Maar goed. Tegen de tijd dat ik was gepromoveerd tot YP-je (Young Passenger) en geen envelop meer om hoefde, had ik twintig cockpits van binnen gezien (we spreken pre-9/11), zwom ik in die knurftige KLM potloodjes die te klein zijn om behoorlijk vast te houden, en had het veiligheidsrepertoire (‘…plaats het masker op mond en neus, trek de hoofdband aan, en adem normaal. Passagiers reizend met kinderen…’) geen geheimen meer voor mij. Het was natuurlijk niet alles pais en vree. Zo was er de catastrofale dag dat ik bijna mijn knuffelolifant verloor, omdat iemand er met mijn koffer vandoor was gegaan (sindsdien, kan ik u verzekeren, reist olifant standaard handbagage). Maar toch. Iets is er wel verloren gegaan. Zo dacht ik, met uitzicht op de Alpen en een glaasje witte wijn: nooit meer Easyjet!

Omstandigheden

Ik heb een ontzettende rothekel aan omstandigheden. Het is een woord dat an sich de neutraliteit zelve is, maar in het dagelijks gebruik een vreemd negatieve betekenis heeft verworven. Denk maar eens na. Omstandigheden worden altijd gebruikt in een context als ‘door omstandigheden moet u vannacht op het station blijven slapen. Onze excuses voor het ongemak’ of ‘wegens omstandigheden zien wij ons genoodzaakt het saldo op uw lopende rekening voor onbepaalde tijd te bevriezen.’ Met een zin als als ‘wegens omstandigheden bieden wij u een reis van drie weken naar het Caribisch gebied aan’ is grammaticaal gezien niets mis, maar gevoelsmatig slaat het nergens op.

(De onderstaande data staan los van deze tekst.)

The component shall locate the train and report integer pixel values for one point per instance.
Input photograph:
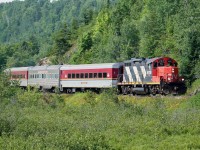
(158, 75)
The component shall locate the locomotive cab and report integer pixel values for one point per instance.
(165, 70)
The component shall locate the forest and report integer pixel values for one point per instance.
(99, 31)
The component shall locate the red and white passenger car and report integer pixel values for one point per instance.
(89, 76)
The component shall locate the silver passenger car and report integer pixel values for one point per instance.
(44, 77)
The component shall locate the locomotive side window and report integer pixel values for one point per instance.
(86, 75)
(69, 76)
(169, 62)
(161, 62)
(73, 75)
(77, 75)
(155, 64)
(100, 75)
(82, 75)
(95, 75)
(90, 75)
(104, 75)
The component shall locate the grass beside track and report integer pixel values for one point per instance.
(33, 120)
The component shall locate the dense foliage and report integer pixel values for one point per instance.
(34, 120)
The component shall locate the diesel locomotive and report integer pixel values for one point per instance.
(136, 76)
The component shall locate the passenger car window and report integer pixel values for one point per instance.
(155, 64)
(100, 75)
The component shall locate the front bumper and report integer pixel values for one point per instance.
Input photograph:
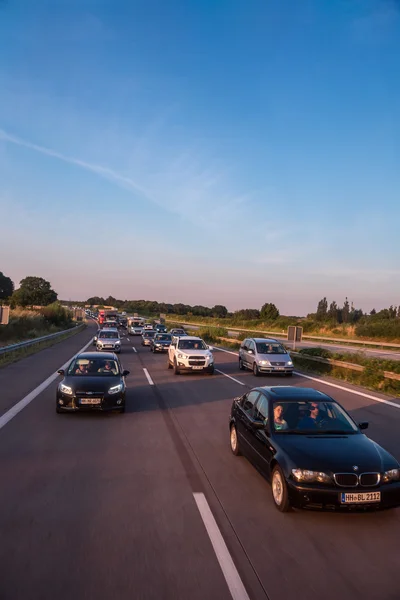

Omstandigheden worden ook vaak misbruikt door mensen die niet bereid zijn hun gedrag nader te verklaren. Dat is echt heel irritant. In dat geval hebben omstandigheden de betekenis van: ‘Okee, ik doe het niet, en ik heb helemaal geen zin om jou te vertellen waarom niet.’ Interessant genoeg mag je dan volgens de gangbare omgangsvormen toch niet doorvragen, omdat ‘een omstandigheid’ impliceert dat het mogelijk om iets heel naars gaat, iets dat eigenlijk te erg is om over te praten. Het is dan ook een griezelig gevoel om te vragen: ‘O ja? Wat voor omstandigheden zijn dat dan precies?’ Ergens blijft die vage angst dat je gesprekspartner in huilen zal uitbarsten omdat haar allerliefste oom Kees gisternamiddag na een lang ziekbed is overleden aan een heel nare vorm van huidkanker – en wat een ongevoelig mens ben jij toch weer.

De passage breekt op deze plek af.